DATE: Wednesday, April 23, 1997             TAG: 9704230034

SECTION: DAILY BREAK             PAGE: E1   EDITION: FINAL 

SOURCE: LARRY MADDRY

                                            LENGTH:   93 lines




FELLOW GRADUATES RECALL PLAYMATE AS SHY STUDENT AT KEMPSVILLE HIGH

WELL, WHAT DAYA know.

Donna Evans, a 1994 graduate of Kempsville High School, is the Playmate of the month in Playboy magazine's May issue.

I have a copy of the magazine on my desk, mailed with a press release to the newspaper. I used to be a regular reader of Playboy but have gotten out of the habit. Which means - for all you feminists out there getting ready to write a letter of complaint about this column - that I enjoy looking at naked women.

My attitude is akin to Mark Twain's. Twain once wrote that he would rather look at Mrs. Grant naked than Gen. Grant in dress uniform with medals.

There is a five-page layout of Donna Evans in Playboy. She has changed her name for promotional purposes. She's Lynn Thomas now.

Lynn is a studio art major at Manhattanville College in Purchase, N.Y. Many former Kempsville students will remember that she was a color guard with the high school band.

It will come as no surprise that Lynn Thomas has a voluptuous figure. She also has a shy look in the Playboy photos. The few folks I talked with who knew her when she lived in Virginia Beach say the shyness is natural. And they are slightly surprised that she is a Playmate.

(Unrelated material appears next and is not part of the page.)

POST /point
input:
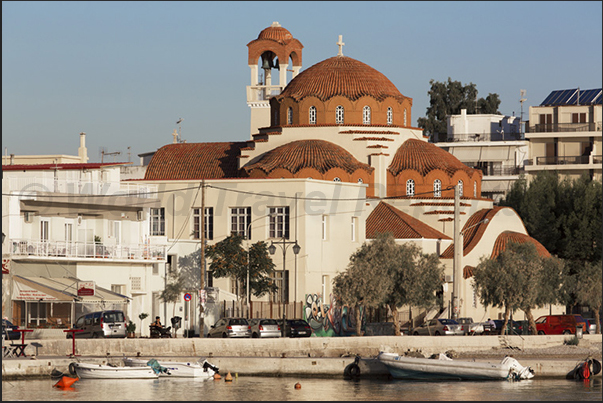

But nobody seemed shocked.

Reading the fluff about Lynn Thomas that accompanied the magazine photos will lead you a long way from the real story here. There is a rather touching sentence in the press release sent by Playboy: ``Miss May's mom did her nails for her pictorial.''

Lynn's mother is a manicurist in Virginia Beach. She's also Vietnamese. Her mother married an American in Vietnam. The marriage lasted only five years. She raised a family of kids, including Lynn, on her own. That is a significant accomplishment dwarfing the celebrity-of-the-month status conferred by Playboy. Her daughter loves her mother very much and was protective of her when we talked by phone.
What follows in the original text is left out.